Raymond (formerly, Wildcat Station) is an unincorporated community in Madera County, California. It is located  north-northeast of Madera, at an elevation of 948 feet (289 m).

Raymond has fewer than 1,000 residents. It is located approximately  north of Madera at Green Mountain Road and Road 600. The community is part of the Madera–Chowchilla Metropolitan Statistical Area. The ZIP Code is 93653. The community is inside area code 559.

History
The area was named either for Israel Ward Raymond, a park commissioner who urged the preservation of Yosemite Valley, or for T. Raymond of Raymond & Whitcomb Travel Association in San Francisco, or for Walter Raymond of Raymond & Whitcomb Travel Association in Boston. Walter Raymond founded the Raymond Hotel in Pasadena in 1886. He planned the hotel and received money for its construction from his father Emmons Raymond, who was a stockholder in the Santa Fe Railroad. When the town of Raymond was dedicated, its residents approached Walter Raymond and offered to name the town after him if he would cut the ribbon at the ceremony.
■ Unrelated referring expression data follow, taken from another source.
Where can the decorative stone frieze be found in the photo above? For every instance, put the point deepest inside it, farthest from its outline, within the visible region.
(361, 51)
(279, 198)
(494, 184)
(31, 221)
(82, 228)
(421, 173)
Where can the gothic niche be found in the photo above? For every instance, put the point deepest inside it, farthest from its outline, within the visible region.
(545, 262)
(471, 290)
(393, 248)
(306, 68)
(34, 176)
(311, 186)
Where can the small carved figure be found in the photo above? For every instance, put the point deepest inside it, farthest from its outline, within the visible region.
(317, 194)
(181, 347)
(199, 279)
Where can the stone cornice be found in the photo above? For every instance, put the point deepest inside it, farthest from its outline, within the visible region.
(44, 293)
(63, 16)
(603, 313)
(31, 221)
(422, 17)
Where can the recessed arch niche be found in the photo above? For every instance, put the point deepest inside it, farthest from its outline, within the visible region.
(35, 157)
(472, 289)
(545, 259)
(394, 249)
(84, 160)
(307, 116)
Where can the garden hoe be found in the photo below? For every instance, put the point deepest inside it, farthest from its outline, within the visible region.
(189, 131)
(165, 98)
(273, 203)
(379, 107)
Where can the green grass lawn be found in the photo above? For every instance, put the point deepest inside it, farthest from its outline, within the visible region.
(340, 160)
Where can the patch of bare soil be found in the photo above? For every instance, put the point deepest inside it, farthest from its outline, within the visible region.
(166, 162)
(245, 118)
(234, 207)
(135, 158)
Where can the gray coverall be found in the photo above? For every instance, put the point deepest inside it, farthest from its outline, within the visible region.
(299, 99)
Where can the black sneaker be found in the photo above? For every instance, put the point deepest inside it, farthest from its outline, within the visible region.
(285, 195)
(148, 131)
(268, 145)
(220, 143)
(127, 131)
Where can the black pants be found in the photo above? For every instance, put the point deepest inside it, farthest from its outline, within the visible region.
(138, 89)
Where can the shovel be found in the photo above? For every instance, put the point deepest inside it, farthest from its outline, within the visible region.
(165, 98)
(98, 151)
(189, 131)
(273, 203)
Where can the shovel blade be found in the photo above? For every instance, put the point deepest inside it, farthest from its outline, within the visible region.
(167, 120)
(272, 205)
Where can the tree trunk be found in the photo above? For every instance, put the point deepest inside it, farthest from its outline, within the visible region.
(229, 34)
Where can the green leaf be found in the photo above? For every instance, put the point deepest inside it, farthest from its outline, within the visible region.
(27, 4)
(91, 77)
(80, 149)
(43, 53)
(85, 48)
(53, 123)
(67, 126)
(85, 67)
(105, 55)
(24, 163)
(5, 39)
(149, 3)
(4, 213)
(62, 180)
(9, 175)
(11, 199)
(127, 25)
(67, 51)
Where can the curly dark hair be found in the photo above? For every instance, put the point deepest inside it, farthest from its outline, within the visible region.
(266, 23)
The first post office opened in 1886. The original name, Wildcat Station, was replaced by Raymond when the Southern Pacific Railroad reached the town in 1886.

Quarry

Raymond has a quarry for sierra white granite. This stone was used to face the Oakland California Temple.

Notable people 
 Thomas Hill (1829-1908), an early California artist. He died in Raymond, California.